- Date: December 18, 1982
- Season: 1982
- Stadium: Orlando Stadium
- Location: Orlando, Florida
- MVP: Randy Campbell, QB, Auburn
- Referee: Robin Wood (ACC)
- Attendance: 51,296

= 1982 Tangerine Bowl =

American college football game

The 1982 Tangerine Bowl was held on December 18, 1982 at the Orlando Stadium in Orlando, Florida. The #18 Auburn Tigers defeated the Boston College Eagles by a score of 33–26.

== Notability ==
The 1982 Tangerine Bowl was the last to be called the Tangerine Bowl; the name was changed to the Florida Citrus Bowl for the 1983 game.

== Game summary ==
The first quarter was somewhat slow compared to the rest of the game; Boston College opened the scoring as Doug Flutie found the end zone on a 5-yard rush to put BC up 7–0. Auburn countered, though, scoring a 19-yard field goal. The first quarter ended 7–3. Auburn's offense turned it on in the second quarter, scoring on a Bo Jackson 1-yard rush and another 2-yard rush to take a 17–7 lead. BC converted a 34-yard field goal but Auburn found the end zone once again as Jackson scored from 6 yards out, though the two-point conversion failed and the second quarter ended 23–10. The third quarter saw Auburn's lead extend from 17 to 27 as they scored twice more, from a 23-yard field goal and then from a 15-yard rush. BC retaliated in the fourth, though, as Doug Flutie delivered two touchdown passes and was responsible for both successful two-point conversions.

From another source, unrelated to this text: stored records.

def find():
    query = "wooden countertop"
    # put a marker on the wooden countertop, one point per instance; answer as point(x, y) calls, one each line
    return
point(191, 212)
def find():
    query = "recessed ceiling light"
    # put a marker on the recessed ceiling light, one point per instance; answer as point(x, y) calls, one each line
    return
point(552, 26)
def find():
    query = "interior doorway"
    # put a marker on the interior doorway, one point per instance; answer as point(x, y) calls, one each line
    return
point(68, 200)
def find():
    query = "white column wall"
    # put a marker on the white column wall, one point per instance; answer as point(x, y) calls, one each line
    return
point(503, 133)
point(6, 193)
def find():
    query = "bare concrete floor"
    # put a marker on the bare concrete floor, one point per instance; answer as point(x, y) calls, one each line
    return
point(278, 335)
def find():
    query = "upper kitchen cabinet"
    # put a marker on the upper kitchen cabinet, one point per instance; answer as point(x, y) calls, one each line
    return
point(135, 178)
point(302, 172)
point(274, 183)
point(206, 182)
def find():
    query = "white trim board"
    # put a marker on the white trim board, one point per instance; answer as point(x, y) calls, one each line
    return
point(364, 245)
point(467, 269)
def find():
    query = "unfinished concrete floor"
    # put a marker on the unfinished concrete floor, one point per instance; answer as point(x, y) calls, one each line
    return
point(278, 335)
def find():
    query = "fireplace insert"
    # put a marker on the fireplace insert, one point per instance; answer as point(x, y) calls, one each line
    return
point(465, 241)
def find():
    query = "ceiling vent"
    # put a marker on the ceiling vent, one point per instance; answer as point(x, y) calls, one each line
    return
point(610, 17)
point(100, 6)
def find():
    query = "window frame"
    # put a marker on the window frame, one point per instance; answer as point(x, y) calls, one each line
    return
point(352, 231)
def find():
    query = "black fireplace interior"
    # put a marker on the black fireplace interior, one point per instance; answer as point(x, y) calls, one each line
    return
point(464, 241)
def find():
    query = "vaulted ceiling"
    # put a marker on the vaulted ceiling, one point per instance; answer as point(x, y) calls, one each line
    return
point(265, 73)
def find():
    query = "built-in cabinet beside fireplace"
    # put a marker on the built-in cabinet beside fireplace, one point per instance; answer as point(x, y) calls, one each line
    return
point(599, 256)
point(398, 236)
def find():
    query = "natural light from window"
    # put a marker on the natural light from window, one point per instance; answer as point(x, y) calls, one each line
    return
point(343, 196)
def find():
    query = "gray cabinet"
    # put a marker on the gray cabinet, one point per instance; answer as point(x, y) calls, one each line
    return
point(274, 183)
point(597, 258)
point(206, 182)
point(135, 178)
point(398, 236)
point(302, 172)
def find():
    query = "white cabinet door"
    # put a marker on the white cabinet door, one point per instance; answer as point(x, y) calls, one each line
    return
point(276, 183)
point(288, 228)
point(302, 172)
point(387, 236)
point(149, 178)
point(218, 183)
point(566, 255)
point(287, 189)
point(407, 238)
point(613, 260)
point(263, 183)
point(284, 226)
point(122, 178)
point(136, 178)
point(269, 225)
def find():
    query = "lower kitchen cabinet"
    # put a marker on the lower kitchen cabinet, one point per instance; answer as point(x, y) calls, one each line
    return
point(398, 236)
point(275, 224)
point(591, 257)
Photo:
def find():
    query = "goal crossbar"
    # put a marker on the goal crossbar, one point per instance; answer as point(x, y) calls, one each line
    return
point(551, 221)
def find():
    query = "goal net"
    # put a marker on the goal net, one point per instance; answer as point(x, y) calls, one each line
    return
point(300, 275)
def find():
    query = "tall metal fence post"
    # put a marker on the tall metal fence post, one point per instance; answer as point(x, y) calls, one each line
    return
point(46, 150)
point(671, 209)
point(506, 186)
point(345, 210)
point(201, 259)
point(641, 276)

The 16-point comeback wasn't enough, as Auburn won the game, 33–26.

== Aftermath ==
Auburn's win saw them rise in the polls and finish at #14. Boston College, who entered the game unranked, remained unranked.

Auburn fullback Greg Pratt, who scored a touchdown in the game and entered the next season as the starting fullback, died in spring practice after collapsing from heat exhaustion in spring practice.